The use of steroids to relieve inflammation that can exacerbate DME is an attractive approach. The two recent randomized, double-masked, parallel-group, multicenter Fluocinolone Acetonide for Macular Edema studies [FAME; NCT00502541, NCT00576459] have been particularly noteworthy. Nonbiodegradable cylindrical implants harboring fluocinolone acetonide were inserted into patient eyes. The primary outcome (improved vision of >15 letters) was achieved by 29% of the collective patients at 3 years versus 19% for the sham group. Patients with a longer history of DME showed a greater benefit. Yet, 89% of treated patients required cataract surgery and up to ∼2% required trabeculoplasty (Food and Drug Administration approval awaiting additional data).

OTHER APPROACHES

Angiopoietin 2 is another potential target for DME. This proinflammatory cytokine has been linked with increased vascular permeability in DME. Nonsteroidal anti-inflammatory drugs may have therapeutic value. High daily doses of aspirin may slow the development of retinal microaneurysms, although this conclusion is equivocal. Tumor necrosis factor-α is another proinflammatory cytokine that had reported value in DME in a small Phase 3 trial [Sfikakis PP et al. Diabetes Care 2010]. Other potential targets include chemokines like CCL2, and kallikrein-kinin system.
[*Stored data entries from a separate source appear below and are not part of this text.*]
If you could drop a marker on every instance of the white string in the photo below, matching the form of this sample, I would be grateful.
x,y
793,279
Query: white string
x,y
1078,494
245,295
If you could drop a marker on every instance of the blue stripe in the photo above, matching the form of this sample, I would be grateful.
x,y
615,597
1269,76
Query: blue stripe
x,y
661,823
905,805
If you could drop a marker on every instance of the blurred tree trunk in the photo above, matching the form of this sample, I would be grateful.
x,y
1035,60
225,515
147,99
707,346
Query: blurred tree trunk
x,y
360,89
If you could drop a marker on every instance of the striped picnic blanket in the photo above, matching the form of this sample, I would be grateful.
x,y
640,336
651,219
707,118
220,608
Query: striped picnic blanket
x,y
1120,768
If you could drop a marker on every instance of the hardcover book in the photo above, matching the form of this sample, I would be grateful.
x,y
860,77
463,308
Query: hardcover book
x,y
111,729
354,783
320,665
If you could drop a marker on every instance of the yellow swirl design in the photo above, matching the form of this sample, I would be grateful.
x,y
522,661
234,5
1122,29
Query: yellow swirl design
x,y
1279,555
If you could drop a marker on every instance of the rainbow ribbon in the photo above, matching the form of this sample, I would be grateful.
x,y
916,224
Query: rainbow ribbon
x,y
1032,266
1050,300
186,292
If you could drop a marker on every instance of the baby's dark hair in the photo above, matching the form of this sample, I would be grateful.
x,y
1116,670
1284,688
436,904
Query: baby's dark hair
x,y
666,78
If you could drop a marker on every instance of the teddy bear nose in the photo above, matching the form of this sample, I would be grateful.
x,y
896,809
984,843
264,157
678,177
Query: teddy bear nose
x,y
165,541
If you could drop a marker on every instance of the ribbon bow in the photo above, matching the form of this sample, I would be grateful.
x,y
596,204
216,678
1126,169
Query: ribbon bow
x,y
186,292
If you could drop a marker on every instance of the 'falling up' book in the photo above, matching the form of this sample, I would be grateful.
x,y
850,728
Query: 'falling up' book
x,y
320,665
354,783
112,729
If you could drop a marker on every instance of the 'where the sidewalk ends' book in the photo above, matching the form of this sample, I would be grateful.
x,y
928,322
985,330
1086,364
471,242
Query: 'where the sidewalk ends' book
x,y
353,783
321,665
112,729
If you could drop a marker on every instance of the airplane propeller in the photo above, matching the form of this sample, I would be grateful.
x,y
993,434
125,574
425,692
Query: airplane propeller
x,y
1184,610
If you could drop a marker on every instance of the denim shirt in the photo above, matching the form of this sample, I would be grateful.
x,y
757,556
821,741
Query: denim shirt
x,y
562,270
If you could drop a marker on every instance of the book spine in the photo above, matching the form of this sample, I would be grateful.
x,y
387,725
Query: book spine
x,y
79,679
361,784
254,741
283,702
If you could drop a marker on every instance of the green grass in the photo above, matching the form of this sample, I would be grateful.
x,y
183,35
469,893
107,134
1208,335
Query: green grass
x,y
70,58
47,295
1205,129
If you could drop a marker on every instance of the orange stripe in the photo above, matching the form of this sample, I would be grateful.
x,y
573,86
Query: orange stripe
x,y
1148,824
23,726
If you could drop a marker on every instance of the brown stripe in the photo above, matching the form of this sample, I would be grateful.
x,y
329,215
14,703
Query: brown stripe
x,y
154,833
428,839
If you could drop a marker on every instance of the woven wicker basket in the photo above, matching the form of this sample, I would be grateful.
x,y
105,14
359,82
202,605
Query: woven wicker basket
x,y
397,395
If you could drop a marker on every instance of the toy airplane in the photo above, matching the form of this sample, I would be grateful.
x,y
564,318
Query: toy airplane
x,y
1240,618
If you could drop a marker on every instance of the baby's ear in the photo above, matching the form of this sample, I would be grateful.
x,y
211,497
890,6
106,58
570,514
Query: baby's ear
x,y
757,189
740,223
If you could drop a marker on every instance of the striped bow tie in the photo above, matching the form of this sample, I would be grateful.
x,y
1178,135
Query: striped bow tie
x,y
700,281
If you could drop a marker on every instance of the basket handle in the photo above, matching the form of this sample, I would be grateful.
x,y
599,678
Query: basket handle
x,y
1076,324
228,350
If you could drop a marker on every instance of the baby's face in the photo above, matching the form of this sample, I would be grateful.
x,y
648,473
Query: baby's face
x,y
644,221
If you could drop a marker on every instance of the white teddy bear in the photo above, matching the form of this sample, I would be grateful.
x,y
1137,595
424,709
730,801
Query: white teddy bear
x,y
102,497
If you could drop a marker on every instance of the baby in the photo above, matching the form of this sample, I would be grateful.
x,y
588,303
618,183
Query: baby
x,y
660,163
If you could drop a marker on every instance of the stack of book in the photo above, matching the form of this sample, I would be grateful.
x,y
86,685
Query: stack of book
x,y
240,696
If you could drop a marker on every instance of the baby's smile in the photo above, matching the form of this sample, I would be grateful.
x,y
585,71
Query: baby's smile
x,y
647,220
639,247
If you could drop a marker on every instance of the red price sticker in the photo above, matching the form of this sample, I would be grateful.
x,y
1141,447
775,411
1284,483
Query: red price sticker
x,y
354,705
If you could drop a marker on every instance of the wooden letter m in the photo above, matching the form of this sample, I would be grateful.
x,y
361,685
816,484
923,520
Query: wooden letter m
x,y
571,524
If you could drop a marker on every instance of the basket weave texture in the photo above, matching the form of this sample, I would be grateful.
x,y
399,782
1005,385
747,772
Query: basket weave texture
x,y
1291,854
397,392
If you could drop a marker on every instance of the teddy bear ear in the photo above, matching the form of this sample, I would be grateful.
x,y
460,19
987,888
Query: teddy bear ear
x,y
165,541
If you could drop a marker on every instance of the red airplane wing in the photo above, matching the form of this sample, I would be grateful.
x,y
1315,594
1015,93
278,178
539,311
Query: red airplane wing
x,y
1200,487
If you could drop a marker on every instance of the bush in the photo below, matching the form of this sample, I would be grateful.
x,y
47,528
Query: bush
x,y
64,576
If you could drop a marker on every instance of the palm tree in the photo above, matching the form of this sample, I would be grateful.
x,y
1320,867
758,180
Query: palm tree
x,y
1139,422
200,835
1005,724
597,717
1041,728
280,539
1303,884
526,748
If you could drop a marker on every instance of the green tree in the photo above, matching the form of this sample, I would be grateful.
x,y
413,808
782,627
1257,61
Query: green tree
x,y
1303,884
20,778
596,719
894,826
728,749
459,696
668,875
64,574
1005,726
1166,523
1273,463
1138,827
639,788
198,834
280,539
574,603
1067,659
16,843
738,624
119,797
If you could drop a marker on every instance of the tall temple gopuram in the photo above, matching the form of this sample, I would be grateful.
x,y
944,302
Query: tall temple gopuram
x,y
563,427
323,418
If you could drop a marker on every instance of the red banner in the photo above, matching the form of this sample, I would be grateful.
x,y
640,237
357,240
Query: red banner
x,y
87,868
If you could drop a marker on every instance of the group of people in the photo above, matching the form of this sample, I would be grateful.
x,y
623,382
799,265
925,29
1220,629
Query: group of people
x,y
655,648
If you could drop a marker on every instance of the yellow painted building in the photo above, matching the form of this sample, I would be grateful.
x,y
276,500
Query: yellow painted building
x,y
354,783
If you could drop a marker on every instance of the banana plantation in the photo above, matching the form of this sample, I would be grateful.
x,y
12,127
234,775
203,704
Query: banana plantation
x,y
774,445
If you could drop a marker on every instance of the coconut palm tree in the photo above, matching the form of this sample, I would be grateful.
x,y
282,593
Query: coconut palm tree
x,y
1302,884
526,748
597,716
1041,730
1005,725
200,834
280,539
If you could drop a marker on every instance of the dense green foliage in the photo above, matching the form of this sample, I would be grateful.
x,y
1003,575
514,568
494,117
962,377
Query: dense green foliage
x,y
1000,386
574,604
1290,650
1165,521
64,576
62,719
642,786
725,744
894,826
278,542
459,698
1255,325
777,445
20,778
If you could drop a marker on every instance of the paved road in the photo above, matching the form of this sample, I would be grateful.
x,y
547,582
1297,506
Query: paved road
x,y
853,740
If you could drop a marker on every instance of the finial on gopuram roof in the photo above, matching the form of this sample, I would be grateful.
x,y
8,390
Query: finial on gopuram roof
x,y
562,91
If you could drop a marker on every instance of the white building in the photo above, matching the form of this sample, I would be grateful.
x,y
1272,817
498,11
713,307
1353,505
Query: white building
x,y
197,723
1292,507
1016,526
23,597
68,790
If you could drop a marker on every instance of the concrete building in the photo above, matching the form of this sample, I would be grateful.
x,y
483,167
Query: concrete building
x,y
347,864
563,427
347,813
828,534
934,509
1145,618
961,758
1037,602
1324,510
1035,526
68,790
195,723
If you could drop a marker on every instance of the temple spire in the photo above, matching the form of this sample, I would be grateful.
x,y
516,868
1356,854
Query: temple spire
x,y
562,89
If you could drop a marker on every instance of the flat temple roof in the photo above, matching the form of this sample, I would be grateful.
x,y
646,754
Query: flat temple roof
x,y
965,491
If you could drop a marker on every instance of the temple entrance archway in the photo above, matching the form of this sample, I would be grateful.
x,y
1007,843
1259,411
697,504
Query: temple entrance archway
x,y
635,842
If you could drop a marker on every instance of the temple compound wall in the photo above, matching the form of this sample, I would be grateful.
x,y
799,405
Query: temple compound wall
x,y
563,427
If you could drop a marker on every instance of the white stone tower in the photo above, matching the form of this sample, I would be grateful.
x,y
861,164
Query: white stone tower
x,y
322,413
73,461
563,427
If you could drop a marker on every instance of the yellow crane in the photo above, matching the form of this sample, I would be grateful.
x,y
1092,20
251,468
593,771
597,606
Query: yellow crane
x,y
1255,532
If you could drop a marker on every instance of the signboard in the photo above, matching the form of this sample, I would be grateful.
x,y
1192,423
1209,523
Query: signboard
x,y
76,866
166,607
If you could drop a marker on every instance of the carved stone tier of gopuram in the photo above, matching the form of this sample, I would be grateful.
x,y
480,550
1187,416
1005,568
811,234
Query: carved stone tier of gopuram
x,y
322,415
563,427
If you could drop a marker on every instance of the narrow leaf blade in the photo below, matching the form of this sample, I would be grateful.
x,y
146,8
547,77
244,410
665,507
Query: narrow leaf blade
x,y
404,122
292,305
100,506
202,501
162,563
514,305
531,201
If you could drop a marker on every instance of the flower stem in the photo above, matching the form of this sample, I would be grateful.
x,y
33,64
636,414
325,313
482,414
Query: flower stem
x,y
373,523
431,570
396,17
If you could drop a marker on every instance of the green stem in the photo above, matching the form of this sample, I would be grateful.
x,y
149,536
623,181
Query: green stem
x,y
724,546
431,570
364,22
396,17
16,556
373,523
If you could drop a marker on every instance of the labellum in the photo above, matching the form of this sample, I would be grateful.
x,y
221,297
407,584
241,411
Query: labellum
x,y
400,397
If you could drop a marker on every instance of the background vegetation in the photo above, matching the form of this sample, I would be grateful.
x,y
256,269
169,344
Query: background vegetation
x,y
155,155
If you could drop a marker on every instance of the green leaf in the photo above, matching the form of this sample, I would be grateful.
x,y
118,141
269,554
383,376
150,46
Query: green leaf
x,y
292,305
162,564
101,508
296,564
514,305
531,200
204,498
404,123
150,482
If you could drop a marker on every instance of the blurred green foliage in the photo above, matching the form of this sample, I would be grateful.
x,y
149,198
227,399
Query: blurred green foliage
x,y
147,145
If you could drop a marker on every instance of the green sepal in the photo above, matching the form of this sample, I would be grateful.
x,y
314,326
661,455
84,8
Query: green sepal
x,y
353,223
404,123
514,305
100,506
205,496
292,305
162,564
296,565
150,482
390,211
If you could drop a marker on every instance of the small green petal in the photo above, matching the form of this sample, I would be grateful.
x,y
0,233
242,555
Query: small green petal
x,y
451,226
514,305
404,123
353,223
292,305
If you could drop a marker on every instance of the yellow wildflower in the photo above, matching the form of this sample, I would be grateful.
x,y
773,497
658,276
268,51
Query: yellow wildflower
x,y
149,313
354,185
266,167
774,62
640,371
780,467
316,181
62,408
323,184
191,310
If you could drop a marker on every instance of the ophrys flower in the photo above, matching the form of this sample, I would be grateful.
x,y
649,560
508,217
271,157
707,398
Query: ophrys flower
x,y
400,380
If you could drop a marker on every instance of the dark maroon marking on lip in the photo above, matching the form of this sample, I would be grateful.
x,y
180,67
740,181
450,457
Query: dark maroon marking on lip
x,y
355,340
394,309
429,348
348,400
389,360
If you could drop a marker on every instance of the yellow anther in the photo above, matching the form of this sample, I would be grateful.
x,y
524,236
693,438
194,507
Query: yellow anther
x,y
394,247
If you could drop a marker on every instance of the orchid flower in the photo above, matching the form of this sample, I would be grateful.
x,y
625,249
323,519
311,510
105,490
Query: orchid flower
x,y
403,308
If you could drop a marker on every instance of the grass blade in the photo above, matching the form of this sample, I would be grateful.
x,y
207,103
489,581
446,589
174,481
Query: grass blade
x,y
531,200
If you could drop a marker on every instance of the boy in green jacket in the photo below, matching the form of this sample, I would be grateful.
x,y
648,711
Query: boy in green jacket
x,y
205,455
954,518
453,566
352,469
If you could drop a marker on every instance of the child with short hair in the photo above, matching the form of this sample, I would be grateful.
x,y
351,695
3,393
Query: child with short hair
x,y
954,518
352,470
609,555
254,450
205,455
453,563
DME involves a complex interplay of a variety of risk factors and molecular pathways (Figure 2). Research over the past 3 decades has considerably clarified the picture. But, more remains to be done, particularly concerning the therapeutic tools and their optimal concentrations.

Figure 2.

Summary of Factors Important in DME

BM=basement membrane; EC=endothelial cell; MMP=matrix metalloproteinases; ROS=reactive oxgen species; TNF-α=tumor necrosis factor-α; VEGF=vascular endothelial growth factor.